El «fumus bonis iuris» o apariencia de buen derecho es considerado en el derecho común de la justicia cautelar como un requisito exigible para que pueda adoptarse una resolución de esta naturaleza, pues no parece que a quien, manifiestamente, asiste la razón a limine litis deba resultar perjudicado por el retraso en obtener una resolución de fondo. En principio constituye, pues, un requisito de carácter negativo para integrar las perspectivas mínimas indispensables de buen éxito que debe reunir la pretensión principal a la que accesoriamente está ligada la pretensión cautelar, pues mientras el ejercicio de la acción no está sujeta restricción alguna, por imperativo del art. 24 CE , el ejercicio de la pretensión cautelar, en cuanto supone en cierto modo la anticipación provisional de una resolución favorable a la pretensión de fondo, exige una justificación, prima facie o en apariencia, de su fundamento.
En el derecho público las prerrogativas exorbitantes de la Administración y la consiguiente necesidad de la justicia cautelar de constituir un contrapeso o límite a dichas prerrogativas, especialmente de la ejecutividad de la actuación administrativa, ha determinado, entre otras consecuencias, que el fumus bonis iuris o apariencia de buen derecho se desdibuje como requisito de carácter negativo (limitándose a casos extraordinarios) y se convierta en un criterio positivo, junto con otros, para determinar la procedencia de la medida cautelar.
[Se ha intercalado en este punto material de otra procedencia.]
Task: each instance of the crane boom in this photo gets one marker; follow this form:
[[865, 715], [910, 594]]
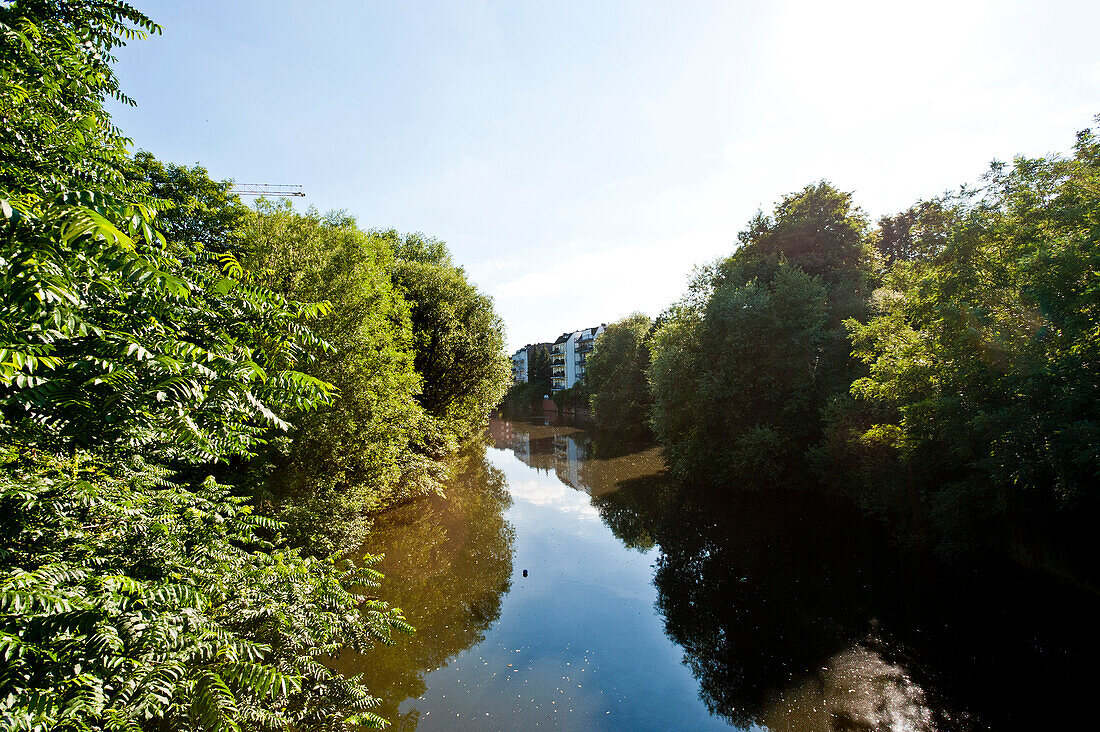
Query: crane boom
[[276, 189]]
La doctrina del «fumus bonis iuris» o «apariencia del buen derecho» supone una gran innovación respecto a los criterios que tradicionalmente venían siendo considerados a la hora de acordar o denegar la suspensión. Dicha doctrina permite valorar con carácter provisional, dentro del limitado ámbito que incumbe a los incidentes de esta naturaleza, y sin prejuzgar lo que, en su día, se declare en la sentencia definitiva, entre otros factores, las posiciones de las partes y los fundamentos jurídicos de su pretensión a los meros fines de la tutela cautelar.
Este Tribunal Supremo ha admitido este criterio en algunas resoluciones a veces con gran amplitud ( ATS 20 diciembre de 1990 , 17 ene. 1991 , 23 abril 1991 , 16 julio 1991 , 19 diciembre 1991 , 11 marzo 1992 , 14 mayo 1992 , 22 marzo 1996 y 7 junio 1996 ), si bien en el actual estado de la jurisprudencia prevalece una doctrina que acentúa sus límites y aconseja prudencia y restricción en su aplicación.
La LJCA, en efecto, suprime todo apoyo normativo al criterio de fumus bonis iuris, cuya aplicación queda confiada a esta jurisprudencia.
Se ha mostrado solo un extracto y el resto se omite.